Hilo-born Sherilyn Tavares described her Environmental Law Clinic as memorable because, “for the first time, a class actually put me back on the land, where I was able to reconnect and make that important connection between what we do in law school classrooms, and what the real world needs are.  It was such a valuable class on so many levels.  It made us accountable to actual people doing work on the ground to preserve our culture and way of life.  It was real and the work was important and gratifying.”

When asked how he’ll apply what he’s learned through the certificate program to his legal practice, Mark Jensen replied, “Without sounding too idealistic, I’d like to think that I will have plenty of opportunities in the public interest field to help advance the interests of Native Hawaiians.”
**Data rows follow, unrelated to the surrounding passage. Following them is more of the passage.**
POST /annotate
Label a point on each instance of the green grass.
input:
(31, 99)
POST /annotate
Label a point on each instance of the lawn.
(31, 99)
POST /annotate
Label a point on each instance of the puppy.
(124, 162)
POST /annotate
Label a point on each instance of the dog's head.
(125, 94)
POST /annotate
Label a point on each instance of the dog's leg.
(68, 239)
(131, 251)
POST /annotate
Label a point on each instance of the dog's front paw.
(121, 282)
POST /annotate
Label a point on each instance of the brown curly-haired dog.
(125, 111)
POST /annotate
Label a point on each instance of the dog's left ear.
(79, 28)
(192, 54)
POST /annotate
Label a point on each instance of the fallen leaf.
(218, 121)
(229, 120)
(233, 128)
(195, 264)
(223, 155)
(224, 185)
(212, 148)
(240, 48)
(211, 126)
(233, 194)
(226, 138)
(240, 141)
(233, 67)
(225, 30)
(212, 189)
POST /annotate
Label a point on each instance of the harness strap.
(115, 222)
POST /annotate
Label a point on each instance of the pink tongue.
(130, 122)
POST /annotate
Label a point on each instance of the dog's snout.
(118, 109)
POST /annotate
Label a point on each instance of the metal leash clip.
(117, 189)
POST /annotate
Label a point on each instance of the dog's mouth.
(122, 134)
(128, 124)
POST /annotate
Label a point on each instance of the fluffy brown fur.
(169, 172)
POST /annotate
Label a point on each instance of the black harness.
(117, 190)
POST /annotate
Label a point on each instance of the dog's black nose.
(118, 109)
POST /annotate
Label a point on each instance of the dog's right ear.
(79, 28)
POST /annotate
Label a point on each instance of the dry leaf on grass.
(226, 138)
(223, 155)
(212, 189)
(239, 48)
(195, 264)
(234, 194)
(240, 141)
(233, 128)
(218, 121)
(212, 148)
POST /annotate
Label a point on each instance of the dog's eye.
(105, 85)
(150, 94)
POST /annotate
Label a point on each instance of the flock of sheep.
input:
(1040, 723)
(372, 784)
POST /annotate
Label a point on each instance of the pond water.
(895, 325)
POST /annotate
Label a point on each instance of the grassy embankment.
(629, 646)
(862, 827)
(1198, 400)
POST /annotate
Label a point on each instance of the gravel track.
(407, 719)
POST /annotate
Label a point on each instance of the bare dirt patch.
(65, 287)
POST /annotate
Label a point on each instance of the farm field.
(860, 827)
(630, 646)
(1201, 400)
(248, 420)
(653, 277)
Jeannin Russo commented that the certificate “is a great accomplishment and it has given me more knowledge of the issues I need to protect and address in my career.”

“Native Hawaiian law is challenging!  I find this subject to be very dimensional, given that it spans both state and federal law, and within that encompasses property law, Indian law, historic preservation, legislative and political work,” is how Alexa Zen described the program.

Amanda Donlin described the writing requirement as memorable and explained, “I wrote my paper on the legal certification of traditional Hawaiian healers.  It was the first time I wrote a paper of that magnitude and I enjoyed the journey.  I even had my paper published in a law journal, something I never dreamed I would ever accomplish.”

The annual spring commencement of the William S. Richardson School of Law awarded 15 students with Native Hawaiian Law Certificates on Sunday, May 15, 2011.

Established with federal funding in 2005 at the William S. Richardson School of Law, Ka Huli Ao Center for Excellence in Native Hawaiian is an academic center that promotes education, scholarship, community outreach and collaboration on issues of law, culture and justice for Native Hawaiians and other Pacific and Indigenous peoples.  Law Professor Melody Kapilialoha MacKenzie serves as the Director of Ka Huli Ao, and is also among the Law School’s first graduates.